De officiële proclamatie van de afschaffing van de slavernij bevatte informatie over de vergoeding die de slaafmakers zouden ontvangen voor de vrijlating. Maar deze informatie werd weggelaten in de versie die in de Surinaamse taal, het Sranan tongo, werd gedrukt en aan de slaafgemaakten werd medegedeeld. Een dag na de proclamatie stond er in het redactioneel van het Utrechtsch Provinciaal en Stedelijk Dagblad het volgende:

Alleen waar de maatschappij op hare natuurlijke grondslagen, op beginselen van vrijheid en gelijkheid is gevestigd, is op den duur welvaart en bloei te verwachten. Moge die welvaart en bloei het lot van onze West Indische koloniën worden! Met des te meer ingenomenheid zal men dan steeds den 1 Julij 1863 als een blijde dag in Neerlands geschiedenis, als een gelukkig moment in ’t regeringstijdperk van Willem iii blijven herdenken.4

De hoop die uit deze uitspraak van de krantenredactie sprak, is helaas niet doorgedrongen tot het nationale Nederlandse bewustzijn en is evenmin werkelijkheid geworden op Nederlandse bodem. Er is ook geen bewijs dat de Nederlandse academische wereld en de media het op de agenda plaatsten. In plaats van nagedachtenis en herdenking volgden stilte en ontkenning.

◼◼◼ Erfenis

De Nederlandse eigendomsslavernij en haar langetermijneffecten delen veel kenmerken met de praktijken in andere koloniën in Noord­ en Zuid­Amerika, namelijk het wrede vervoer en tot slaaf maken van Afrikanen, maar ook de economische uitbuiting, politieke overheersing en sociale achterstelling. Alle gemeenschappen die slaafgemaakten hielden, hadden of ontwikkelden racistische ideologieën gebaseerd op de dagelijkse praktijk en filosofische geschriften.
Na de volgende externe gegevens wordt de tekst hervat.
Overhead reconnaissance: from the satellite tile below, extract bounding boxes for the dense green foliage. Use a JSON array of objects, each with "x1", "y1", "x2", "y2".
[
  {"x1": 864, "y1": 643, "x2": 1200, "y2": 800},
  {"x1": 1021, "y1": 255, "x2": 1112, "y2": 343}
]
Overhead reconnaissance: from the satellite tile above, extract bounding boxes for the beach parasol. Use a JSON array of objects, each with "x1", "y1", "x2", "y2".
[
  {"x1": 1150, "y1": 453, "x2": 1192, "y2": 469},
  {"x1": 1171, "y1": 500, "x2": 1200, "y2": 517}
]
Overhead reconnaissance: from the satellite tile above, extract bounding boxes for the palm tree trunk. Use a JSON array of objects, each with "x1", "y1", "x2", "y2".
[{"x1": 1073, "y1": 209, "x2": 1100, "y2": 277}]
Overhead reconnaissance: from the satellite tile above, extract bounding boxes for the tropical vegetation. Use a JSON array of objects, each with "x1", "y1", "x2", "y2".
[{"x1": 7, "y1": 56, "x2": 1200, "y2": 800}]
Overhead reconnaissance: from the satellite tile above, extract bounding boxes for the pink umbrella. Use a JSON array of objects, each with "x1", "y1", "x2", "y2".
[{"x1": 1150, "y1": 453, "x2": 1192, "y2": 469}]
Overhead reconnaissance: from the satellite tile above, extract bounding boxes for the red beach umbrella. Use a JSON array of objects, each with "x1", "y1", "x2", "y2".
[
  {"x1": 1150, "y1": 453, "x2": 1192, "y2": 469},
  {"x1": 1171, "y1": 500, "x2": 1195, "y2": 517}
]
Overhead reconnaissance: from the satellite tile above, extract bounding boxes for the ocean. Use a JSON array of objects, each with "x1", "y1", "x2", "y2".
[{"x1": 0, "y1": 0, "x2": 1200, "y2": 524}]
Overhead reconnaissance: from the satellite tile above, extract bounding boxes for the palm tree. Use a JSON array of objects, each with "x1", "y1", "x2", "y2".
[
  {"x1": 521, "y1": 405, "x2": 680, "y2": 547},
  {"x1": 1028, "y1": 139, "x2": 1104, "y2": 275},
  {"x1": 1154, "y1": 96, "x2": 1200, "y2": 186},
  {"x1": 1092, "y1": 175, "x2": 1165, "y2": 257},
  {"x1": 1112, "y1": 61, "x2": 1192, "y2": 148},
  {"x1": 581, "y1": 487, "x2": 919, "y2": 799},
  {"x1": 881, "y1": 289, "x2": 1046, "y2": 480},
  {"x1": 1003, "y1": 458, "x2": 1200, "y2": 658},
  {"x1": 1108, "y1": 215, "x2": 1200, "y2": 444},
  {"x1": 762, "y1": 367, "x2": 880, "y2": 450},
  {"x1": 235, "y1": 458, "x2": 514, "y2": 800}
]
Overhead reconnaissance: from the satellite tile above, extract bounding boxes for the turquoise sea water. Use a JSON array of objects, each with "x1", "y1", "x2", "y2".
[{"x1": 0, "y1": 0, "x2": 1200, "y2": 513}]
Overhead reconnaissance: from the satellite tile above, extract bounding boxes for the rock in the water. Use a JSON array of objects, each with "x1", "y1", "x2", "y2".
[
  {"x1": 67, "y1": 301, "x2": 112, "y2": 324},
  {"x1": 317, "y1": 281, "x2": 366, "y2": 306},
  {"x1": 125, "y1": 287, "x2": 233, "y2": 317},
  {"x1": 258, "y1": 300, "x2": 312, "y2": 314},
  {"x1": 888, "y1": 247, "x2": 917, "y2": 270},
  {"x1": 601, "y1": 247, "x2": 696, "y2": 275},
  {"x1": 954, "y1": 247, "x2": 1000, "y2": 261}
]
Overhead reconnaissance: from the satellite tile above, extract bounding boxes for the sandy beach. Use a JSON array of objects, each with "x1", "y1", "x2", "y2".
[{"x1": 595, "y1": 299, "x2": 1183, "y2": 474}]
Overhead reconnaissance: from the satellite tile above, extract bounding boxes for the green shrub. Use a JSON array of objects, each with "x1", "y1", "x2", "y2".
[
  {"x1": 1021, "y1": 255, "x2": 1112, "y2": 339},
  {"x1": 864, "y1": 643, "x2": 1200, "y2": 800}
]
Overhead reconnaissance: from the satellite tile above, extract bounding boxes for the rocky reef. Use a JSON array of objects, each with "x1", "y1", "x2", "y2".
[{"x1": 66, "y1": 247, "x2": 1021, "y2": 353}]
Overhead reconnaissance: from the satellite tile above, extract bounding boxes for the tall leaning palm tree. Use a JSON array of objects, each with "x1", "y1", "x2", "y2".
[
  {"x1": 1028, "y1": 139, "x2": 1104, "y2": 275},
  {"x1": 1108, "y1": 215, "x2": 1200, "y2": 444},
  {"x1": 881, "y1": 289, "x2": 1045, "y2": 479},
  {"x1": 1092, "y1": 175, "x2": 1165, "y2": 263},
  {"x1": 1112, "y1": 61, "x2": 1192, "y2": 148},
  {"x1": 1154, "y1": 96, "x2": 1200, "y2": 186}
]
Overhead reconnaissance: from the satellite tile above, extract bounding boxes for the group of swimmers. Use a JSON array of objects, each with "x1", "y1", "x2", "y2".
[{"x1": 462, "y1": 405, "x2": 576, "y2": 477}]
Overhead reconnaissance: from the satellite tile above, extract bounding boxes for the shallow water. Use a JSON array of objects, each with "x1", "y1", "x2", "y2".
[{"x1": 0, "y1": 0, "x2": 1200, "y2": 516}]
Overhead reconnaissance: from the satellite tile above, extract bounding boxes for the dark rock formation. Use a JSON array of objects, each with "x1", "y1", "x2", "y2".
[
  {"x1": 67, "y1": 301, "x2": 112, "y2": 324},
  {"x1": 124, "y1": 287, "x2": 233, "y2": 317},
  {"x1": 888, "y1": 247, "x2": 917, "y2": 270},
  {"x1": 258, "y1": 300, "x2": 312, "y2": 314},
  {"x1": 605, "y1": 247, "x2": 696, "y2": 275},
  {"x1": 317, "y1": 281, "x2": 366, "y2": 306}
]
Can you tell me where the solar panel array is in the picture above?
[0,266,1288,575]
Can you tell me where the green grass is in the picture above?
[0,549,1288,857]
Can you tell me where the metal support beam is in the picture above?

Bijvoorbeeld ideologieën die Afrikanen en Zwarte mensen als intellectueel inferieur, maar fysiek superieur definieerden (en dus geschikter om de hele dag in de brandende tropische zon te werken).

Hoewel er in officiële documenten sprake is van een ‘emancipatieverklaring’, was er in de praktijk geen sprake van emancipatie. De slavernij werd afgeschaft bij wet, maar emancipatie houdt veel meer in dan dat. Emancipatie is een proces waarbij een gestigmatiseerde groep die overheerst is door een andere groep in de maatschappij zich hieraan ontworstelt en haar positie probeert te verbeteren. De groep probeert een volwaardige plaats in de maatschappij op te eisen, te integreren in de bestaande sociale orde en daarin aanzienlijke veranderingen aan te brengen. Dit emancipatieproces is veel breder, transformatiever en bestendiger dan de sociale mobiliteit van een enkeling uit de overheerste groep. Dit proces is nog steeds niet afgerond.